Pharmacists can adapt most prescriptions in the pharmacy (with some exceptions) and do not need to consult with the prescriber. They may adapt when, for example, a patient is out of refills or is having trouble taking a certain formulation of a medication, or when a drug is unavailable due to a supply shortage.

Adapting is defined as any of the following:

  • Renewing a prescription
  • Changing the dose, formulation or regimen
  • Making a therapeutic drug substitution within the same therapeutic class

In October 2022, the period of validity for a prescription was extended to 2 years from the written date, and pharmacists were authorized to adapt prescriptions for a wider range of drugs and conditions.

In order for a pharmacist to renew a prescription, the following must apply:

  • The prescription was written less than 2 years ago
  • The patient has a stable, ongoing medical condition
  • The patient has been stable on the same medication and dosage, usually for 6 months or more, and
  • The person who prescribed the medication is still registered with their college and practicing

The College of Pharmacists of BC’s Professional Practice Policy 58 (PDF) details the principles and protocols for all prescription adaptations. The college’s website provides detailed information about, for example, what qualifies as an adaptation, obtaining patient consent, the difference between adapting and providing an emergency supply, how to notify prescribers and how to document adaptations.

If a pharmacist adaptation is out of scope or if the pharmacist is unsure whether adaptation is appropriate, they may access the Provincial Prescription Renewal Support Service (PPRSS).


When adaptation is not appropriate

Pharmacists may not adapt prescriptions:

  • Written more than 2 years ago
  • For a duration that exceeds the expiry date of the original prescription
  • Written by a prescriber whose license is temporarily or permanently inactive
  • For cancer chemotherapy treatment
  • For narcotics, controlled drugs or targeted substances, except for renewals permitted by the section 56 exemption to the federal Controlled Drugs and Substances Act (which limits renewals to the same duration as originally prescribed).

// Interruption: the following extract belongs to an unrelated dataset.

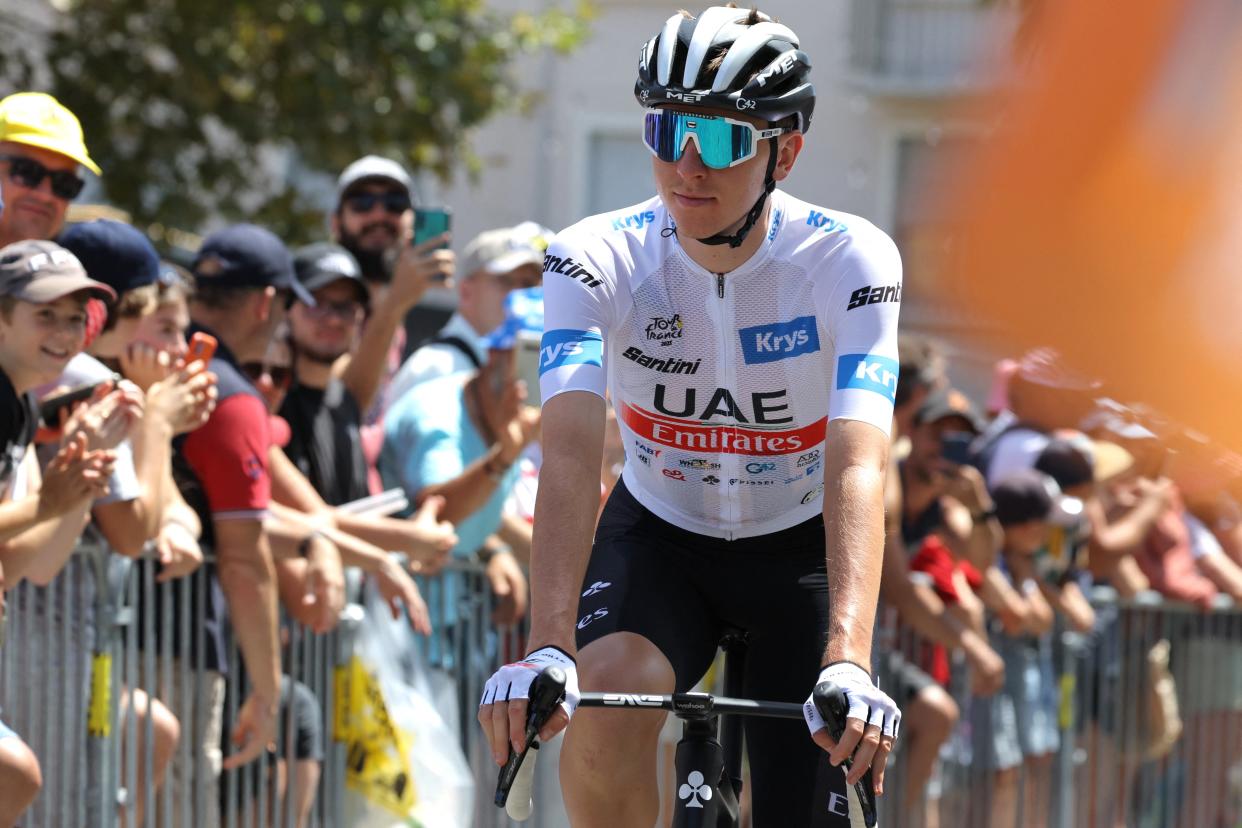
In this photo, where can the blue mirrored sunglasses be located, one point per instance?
(720, 142)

Other adaptations—changing the dose, formulation or regimen, or therapeutic substitution—remain prohibited for these drugs
  • On which the prescriber has handwritten “do not renew/adapt” or has initialed an electronically produced “do not renew/adapt” notation

Claiming adaptation fees

Pharmacists can claim a PharmaCare adaptation (“clinical service”) fee for:

  • Renewing a prescription ($10)
  • Changing the dose, formulation or regimen of a prescription ($10)
  • Making a therapeutic drug substitution within the same therapeutic class ($17.20)

A pharmacist can claim a maximum of two clinical services fees per drug, per patient during a six-month period. The PharmaCare limit on clinical services fees of $78 per patient per day per pharmacy is unchanged but is under review.

To claim the clinical services fee, pharmacists enter the following in PharmaNet.

  1. PRACT ID Ref field: enter P1 (for College of Pharmacists of BC)
  2. PRACT ID field: enter pharmacist’s College ID
  3. SIG (directions) field: enter Adapted at the beginning of the field; enter any additional directions after
  4. Intervention code: see below – an intervention code is required in order for PharmaCare to pay the fee
PharmaNet intervention codes
Code Description
NI dosage change
NJ formulation change
NK directions for use modified
NL renewal of prescription
NM therapeutic substitution

Refer to the PharmaCare Policy Manual, Section 8.4 – Clinical Services Fees for additional information about adaptations and claiming fees.

The PharmaCare limit on clinical services fees of $78 per patient per day per pharmacy is unchanged but is under review.